Ledent Trump envisage d'imposer des droits de douane sur de nombreux types de marchandises provenant de ses partenaires, et pas seulement sur les métaux. Il s'agirait de la dernière mesure de « réciprocité » prise par le gouvernement américain dans le cadre de sa guerre commerciale, et certains types de marchandises seraient bien plus durement touchés que d'autres.
De ce fait, le secteur pharmaceutique et médical dans son ensemble sera l'un des plus touchés par les droits de douane. Les importations d'instruments chirurgicaux et médicaux représentaient 37 milliards de dollars, et celles de dispositifs médicaux, tels que les écrans cathéters, les respirateurs, les dispositifs orthopédiques et le matériel chirurgical, 22 milliards de dollars.
Parmi les autres produits phares en 2024 figuraient les appareils auditifs, qui ont généré 1,3 milliard de dollars, et les prothèses articulaires, qui ont rapporté 2,5 milliards de dollars.

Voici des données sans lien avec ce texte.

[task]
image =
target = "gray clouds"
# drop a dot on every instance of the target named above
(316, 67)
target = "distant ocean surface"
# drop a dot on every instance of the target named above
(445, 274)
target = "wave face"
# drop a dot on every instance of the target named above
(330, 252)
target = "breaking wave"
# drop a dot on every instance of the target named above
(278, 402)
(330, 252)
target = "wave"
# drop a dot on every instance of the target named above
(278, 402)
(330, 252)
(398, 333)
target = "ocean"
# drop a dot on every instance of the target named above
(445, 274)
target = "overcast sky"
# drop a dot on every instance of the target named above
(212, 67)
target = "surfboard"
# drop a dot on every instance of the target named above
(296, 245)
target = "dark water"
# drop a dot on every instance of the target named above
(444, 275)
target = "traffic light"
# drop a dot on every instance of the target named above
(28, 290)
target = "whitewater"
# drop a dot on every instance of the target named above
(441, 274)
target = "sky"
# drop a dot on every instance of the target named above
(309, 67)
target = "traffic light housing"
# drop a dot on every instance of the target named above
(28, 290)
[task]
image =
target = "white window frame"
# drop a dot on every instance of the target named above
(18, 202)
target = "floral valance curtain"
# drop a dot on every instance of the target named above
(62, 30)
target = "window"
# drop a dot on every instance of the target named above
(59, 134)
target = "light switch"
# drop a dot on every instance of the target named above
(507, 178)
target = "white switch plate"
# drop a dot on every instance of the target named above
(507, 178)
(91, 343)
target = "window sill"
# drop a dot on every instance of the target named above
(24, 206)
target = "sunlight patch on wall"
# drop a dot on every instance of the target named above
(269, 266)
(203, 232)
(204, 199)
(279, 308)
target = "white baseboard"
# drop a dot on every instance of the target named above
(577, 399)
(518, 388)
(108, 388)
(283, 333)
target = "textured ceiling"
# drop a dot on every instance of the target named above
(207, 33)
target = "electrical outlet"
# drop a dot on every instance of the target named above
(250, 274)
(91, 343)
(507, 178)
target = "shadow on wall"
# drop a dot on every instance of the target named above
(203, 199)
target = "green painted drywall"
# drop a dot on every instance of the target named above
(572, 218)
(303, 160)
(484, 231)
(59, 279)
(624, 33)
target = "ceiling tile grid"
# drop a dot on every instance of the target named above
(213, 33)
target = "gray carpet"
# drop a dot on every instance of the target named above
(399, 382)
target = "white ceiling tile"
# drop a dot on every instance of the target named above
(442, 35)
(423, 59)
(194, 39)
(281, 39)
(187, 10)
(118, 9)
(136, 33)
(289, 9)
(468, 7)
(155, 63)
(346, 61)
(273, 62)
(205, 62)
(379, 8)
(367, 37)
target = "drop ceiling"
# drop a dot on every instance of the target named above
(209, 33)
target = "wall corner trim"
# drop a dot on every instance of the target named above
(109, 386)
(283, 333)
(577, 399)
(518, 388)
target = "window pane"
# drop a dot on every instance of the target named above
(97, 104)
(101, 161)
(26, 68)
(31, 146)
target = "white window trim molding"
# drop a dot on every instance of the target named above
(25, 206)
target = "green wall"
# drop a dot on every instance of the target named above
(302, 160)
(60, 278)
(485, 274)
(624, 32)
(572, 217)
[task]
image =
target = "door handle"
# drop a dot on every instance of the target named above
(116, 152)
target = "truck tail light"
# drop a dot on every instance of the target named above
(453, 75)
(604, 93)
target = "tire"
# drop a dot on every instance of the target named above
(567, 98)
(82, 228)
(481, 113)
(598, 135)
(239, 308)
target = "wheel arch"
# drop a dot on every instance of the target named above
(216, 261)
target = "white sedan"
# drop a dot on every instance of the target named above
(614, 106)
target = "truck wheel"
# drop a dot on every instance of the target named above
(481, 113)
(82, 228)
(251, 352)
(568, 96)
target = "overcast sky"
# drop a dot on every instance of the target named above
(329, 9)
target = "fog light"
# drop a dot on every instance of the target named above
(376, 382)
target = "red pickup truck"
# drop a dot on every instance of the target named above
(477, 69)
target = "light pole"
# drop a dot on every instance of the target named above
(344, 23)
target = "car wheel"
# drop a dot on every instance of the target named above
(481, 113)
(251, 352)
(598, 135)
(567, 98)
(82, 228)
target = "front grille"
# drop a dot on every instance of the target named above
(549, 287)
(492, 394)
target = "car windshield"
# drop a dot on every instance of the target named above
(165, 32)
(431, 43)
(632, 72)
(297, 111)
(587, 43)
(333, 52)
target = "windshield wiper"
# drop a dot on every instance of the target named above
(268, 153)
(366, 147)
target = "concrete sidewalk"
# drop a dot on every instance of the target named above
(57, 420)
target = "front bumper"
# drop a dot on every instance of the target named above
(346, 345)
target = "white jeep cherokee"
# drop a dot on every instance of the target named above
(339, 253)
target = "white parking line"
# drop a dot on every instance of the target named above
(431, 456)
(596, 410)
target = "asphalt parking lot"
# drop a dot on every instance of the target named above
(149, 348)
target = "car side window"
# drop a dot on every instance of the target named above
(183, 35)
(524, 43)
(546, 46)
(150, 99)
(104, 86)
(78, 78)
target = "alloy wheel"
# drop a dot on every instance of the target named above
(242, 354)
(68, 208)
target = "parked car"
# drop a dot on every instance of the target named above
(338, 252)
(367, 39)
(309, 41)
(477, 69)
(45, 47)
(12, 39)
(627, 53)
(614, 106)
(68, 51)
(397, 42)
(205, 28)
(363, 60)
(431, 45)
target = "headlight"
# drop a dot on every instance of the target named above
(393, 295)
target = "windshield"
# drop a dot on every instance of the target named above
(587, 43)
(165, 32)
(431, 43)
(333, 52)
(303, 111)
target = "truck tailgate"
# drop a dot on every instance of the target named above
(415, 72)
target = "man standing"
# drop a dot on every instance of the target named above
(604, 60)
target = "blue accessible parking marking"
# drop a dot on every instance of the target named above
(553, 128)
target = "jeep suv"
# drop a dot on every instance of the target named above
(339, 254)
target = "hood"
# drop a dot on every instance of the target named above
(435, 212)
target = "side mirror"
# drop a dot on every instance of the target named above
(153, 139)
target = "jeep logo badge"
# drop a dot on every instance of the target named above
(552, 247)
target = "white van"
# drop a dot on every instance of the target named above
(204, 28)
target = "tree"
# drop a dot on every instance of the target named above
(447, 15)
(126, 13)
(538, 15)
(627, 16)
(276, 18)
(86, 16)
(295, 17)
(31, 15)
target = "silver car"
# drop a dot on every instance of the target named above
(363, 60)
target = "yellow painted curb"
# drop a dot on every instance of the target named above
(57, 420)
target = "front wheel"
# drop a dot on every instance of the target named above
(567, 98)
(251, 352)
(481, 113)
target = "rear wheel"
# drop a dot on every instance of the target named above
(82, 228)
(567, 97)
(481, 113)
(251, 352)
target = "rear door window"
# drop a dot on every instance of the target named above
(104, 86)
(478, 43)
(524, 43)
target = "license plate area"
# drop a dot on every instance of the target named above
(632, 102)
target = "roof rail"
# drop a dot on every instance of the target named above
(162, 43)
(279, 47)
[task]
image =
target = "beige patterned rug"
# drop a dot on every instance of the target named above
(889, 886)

Par ailleurs, la Maison-Blanche a affirmé que les règles commerciales et fiscales entre les États-Unis et l'UE étaient inéquitables pour les fruits de mer et les automobiles. Trump a déclaré : « Ils ne prennent pas nos voitures, ils ne prennent pas nos produits agricoles, ils ne prennent quasiment rien, et nous leur prenons tout. Des millions de voitures, d'énormes quantités de produits alimentaires et agricoles. » En réalité, 20 États membres de l'UE ont exporté davantage vers les États-Unis qu'ils n'en ont importé en 2023.
Trump a choisi Jamieson Greer comme représentant américain au commerce. Greer est un véritable nationaliste économique qui considère les droits de douane comme le seul moyen de relocaliser la production aux États-Unis.
Il s'intéresse particulièrement au déséquilibre commercial entre les États-Unis et l'Europe dans les secteurs de l'agriculture et de l'automobile. Greer tentera d'y remédier en faisant pression sur l'UE pour qu'elle abaisse ses droits de douane et supprime les autres barrières non tarifaires.
Que peut faire l'UE ? Greer s'attend àtronque l'UE s'aligne sur les États-Unis concernant la Chine en matière de contrôle des technologies et des exportations, de vérification des investissements entrants et sortants, et de sécurisation de la chaîne d'approvisionnement. L'Europe pourrait l'amener à revoir sa position sur les droits de douane à l'exportation en démontrant sa volonté de collaborer sur certains de ces points.